Jesse Hawkins loved his family, including their dog “Blue,” his job, which entailed scaling tall trees, and writing and performing country music.
“His nickname was ‘Country Bumpkin,’ because he was just loved playing his guitar and he performed at the Country Music Awards in 2016,” his girlfriend Cassie Stoll told Coast Reporter. “He was very talented and he could have made it if only he was still around. He was just amazing. His favorite thing to do was take his pickup truck and play his guitar up a mountain with me and the dog, and being with his close friends around a fire and stuff like that. It's cheesy, but he really loved life more than anyone I knew.”
So, Stoll was surprised and distressed when the 30-year-old went missing just days before Christmas. The couple lived together in Pender Harbour, but Hawkins had taken a job in Gibsons, so the last time she saw him in person was Dec. 14. The last place Hawkins was seen was Madeira Park on Dec. 20. On Jan. 14, RCMP reported Hawkin’s body had been recovered and no foul play was suspected at that time.
Stoll notes months before Hawkins went missing, he’d been struggling with his mental health and had gotten involved with a different group of people than he normally hung out with.
“It sort of brought his energy down a little and his spirit. He was saying, 'I don't feel the same.' Like, he was having a hard time writing songs,” says Stoll. “It’s unfortunate. He was just sort of pulled towards things that weren't necessarily the best. I can tell that in pictures as well, he just wasn't as happy during the last six months. I think everything was compounding and all the people around him were just not the best people to be around. And now looking back and all the conversations we had, he needed help for sure, but it was so complex.”
But Stoll wants people to remember Hawkins as the smart, funny, talented and loving man she fell in love with. The couple met in 2020, when she visited her grandma in Pender Harbour from Vancouver, and Hawkins lived next door. They met around a campfire, where he played guitar and sang.

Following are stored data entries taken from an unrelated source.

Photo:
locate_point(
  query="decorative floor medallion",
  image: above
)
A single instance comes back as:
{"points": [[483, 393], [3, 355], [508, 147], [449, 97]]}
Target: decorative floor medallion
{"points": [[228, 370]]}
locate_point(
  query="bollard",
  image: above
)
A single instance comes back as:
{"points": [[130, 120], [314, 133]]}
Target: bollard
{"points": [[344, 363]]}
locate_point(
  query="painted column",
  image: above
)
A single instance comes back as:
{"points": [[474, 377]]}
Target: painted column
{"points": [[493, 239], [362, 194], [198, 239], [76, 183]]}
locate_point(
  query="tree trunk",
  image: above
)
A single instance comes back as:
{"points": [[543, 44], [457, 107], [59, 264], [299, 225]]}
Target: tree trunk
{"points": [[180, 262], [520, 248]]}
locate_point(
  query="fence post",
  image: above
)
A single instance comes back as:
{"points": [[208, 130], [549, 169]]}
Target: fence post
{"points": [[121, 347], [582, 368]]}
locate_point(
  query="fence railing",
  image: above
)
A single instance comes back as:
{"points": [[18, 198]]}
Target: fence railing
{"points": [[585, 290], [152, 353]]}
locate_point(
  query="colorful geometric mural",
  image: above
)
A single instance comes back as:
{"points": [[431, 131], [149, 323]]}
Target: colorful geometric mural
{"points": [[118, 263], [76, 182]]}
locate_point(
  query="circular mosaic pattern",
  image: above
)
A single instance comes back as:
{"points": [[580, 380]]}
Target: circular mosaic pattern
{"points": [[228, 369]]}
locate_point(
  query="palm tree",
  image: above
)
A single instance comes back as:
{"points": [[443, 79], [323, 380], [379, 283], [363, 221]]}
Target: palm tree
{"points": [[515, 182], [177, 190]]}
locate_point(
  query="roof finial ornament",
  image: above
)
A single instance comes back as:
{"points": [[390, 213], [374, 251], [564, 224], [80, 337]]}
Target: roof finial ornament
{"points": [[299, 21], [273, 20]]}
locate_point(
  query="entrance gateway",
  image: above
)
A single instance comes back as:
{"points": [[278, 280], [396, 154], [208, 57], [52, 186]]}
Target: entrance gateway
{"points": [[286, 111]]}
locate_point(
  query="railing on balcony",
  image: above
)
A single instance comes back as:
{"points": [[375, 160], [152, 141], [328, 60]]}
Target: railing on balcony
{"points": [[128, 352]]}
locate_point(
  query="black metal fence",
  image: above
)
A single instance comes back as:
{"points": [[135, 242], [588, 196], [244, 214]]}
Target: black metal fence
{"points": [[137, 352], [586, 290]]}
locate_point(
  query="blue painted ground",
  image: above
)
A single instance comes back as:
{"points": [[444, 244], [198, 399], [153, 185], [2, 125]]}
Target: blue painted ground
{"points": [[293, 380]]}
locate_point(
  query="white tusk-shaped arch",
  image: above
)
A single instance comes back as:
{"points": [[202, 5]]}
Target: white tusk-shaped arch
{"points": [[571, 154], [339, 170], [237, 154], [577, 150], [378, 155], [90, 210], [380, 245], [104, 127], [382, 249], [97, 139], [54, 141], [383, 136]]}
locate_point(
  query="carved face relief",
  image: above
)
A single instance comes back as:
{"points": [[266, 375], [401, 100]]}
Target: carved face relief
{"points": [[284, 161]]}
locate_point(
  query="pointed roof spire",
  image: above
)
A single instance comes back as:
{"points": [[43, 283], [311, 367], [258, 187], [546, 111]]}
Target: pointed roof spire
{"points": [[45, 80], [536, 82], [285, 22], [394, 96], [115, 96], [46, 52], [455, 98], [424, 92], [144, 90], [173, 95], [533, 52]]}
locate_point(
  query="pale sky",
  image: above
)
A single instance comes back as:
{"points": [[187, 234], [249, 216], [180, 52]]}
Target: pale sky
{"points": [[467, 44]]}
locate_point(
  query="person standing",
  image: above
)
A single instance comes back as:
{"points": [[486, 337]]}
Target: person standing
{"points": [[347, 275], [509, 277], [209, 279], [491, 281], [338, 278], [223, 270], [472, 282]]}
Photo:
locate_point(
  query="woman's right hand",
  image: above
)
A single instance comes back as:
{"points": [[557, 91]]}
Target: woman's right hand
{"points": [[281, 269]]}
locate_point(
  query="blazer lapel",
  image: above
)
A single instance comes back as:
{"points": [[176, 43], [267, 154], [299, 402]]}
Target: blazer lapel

"Actually, my grandmother told me about this new guitar player and I fell in love right away. He was such an amazing guitar player. He loved just being in the moment in nature and was always telling me to listen to the wind and the trees and just look at the stars,” says Stoll. “And that kind of moved me, so we started dating right away.”
Not long after, Stoll made the move from Vancouver to live with Hawkins in Pender Harbour, where together they loved spending time outside.
“After about two months of us being together, I came home on Christmas and he's holding this puppy,” remembers Stoll. “And I thought it was a stuffed animal, but it was our little boy Blue, who was a Bernese/husky and, oh my God, and it was just the greatest thing ever for us.”
Hawkins had a soft spot for animals. As reported in Coast Reporter in 2021, Hawkins volunteered his time and climbing skills to help rescue cats trapped in tall trees. In one case, a cat “Gitty” had already spent 24-hours, 15 metres up a tree, before Hawkins came to the rescue.
When it came to scaling trees for a living, photos of Hawkins on social-media, show him smiling as he sat perched on a limb, high above the ground.
“His job entails climbing 70-feet up a tree and that was his favorite place to be. He’d be whistling away and singing up there,” said Stoll.
Originally from Ontario, Hawkins moved to the Coast at the suggestion of a long-time friend who had fallen in love with the region and moved here with his family.
“He came from Ontario to BC in 2020 and saw the ocean for the first time. He loved the ocean,” says Stoll. “And then we moved to Pender Harbour and just fell in love with it and we’ve been here ever since.”
She adds, Hawkins made a lot of friends in his short time on the Coast, many who she hopes to see at his celebration of life, a family friendly, potluck party scheduled for Feb. 16, at Lion’s Field in Pender Harbour, from 1 to 4 p.m.
“It will definitely be exuberant cocktail style. Jesse loved to dress up and loved it when everyone was looking good,” says Stoll. “So, I really just want it to be a happy as it can be. His dad is flying out from Ontario, so it’s a big deal. I really feel like he wouldn't want us to be sad and that's really helping me.”